A défaut de pouvoir agir réellement
sur les événements du monde, nous pouvons déjà agir sur notre propre vie.
Certains pensent que la guerre est un grand mal contre lequel on ne peut rien,
mais qu’ils ne font, eux, que de petites choses qui relèvent du domaine du mal.
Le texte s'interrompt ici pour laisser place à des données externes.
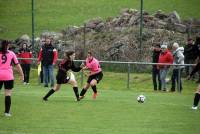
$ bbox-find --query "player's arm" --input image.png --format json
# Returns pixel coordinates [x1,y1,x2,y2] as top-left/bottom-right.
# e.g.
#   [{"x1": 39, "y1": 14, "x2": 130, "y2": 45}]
[{"x1": 16, "y1": 64, "x2": 24, "y2": 81}]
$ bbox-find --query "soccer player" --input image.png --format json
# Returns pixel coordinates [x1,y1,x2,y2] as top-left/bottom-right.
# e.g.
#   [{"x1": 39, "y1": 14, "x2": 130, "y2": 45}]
[
  {"x1": 43, "y1": 51, "x2": 82, "y2": 101},
  {"x1": 188, "y1": 62, "x2": 200, "y2": 110},
  {"x1": 0, "y1": 40, "x2": 24, "y2": 117},
  {"x1": 80, "y1": 51, "x2": 103, "y2": 99}
]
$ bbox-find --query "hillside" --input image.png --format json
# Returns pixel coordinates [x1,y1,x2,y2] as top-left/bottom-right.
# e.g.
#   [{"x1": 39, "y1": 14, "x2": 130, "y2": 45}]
[{"x1": 0, "y1": 0, "x2": 200, "y2": 39}]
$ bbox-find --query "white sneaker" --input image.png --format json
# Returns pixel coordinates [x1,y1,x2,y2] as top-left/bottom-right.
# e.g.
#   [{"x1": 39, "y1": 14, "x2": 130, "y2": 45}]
[
  {"x1": 192, "y1": 106, "x2": 197, "y2": 110},
  {"x1": 4, "y1": 113, "x2": 12, "y2": 117}
]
Eh bien, je prétends qu’il n’y a pas de grand mal et de petit mal. Il n’y a que
du mal, fait à l’échelle à laquelle je peux le faire. Certains peuvent
grand ; d’autres ne peuvent que petit. Mais c’est toujours le mal qui est
fait. Disciples du Christ, le mal ne doit même pas faire partie de l’horizon de
nos possibles. Rappelons-nous des questions posées lors de la grande nuit de
Pâques, lorsque nous renouvelons les promesses de notre baptême. Elles sont
formulées ainsi : Pour vivre dans la
liberté des enfants de Dieu, renoncez-vous au péché ? Pour échapper au
pouvoir du péché, renoncez-vous à ce qui conduit au mal ? Pour suivre
Jésus le Christ, renoncez-vous à Satan, auteur et instigateur du péché ? Notre réponse, lors de la nuit pascale, doit
être notre réponse quotidienne : J’y renonce. Amen.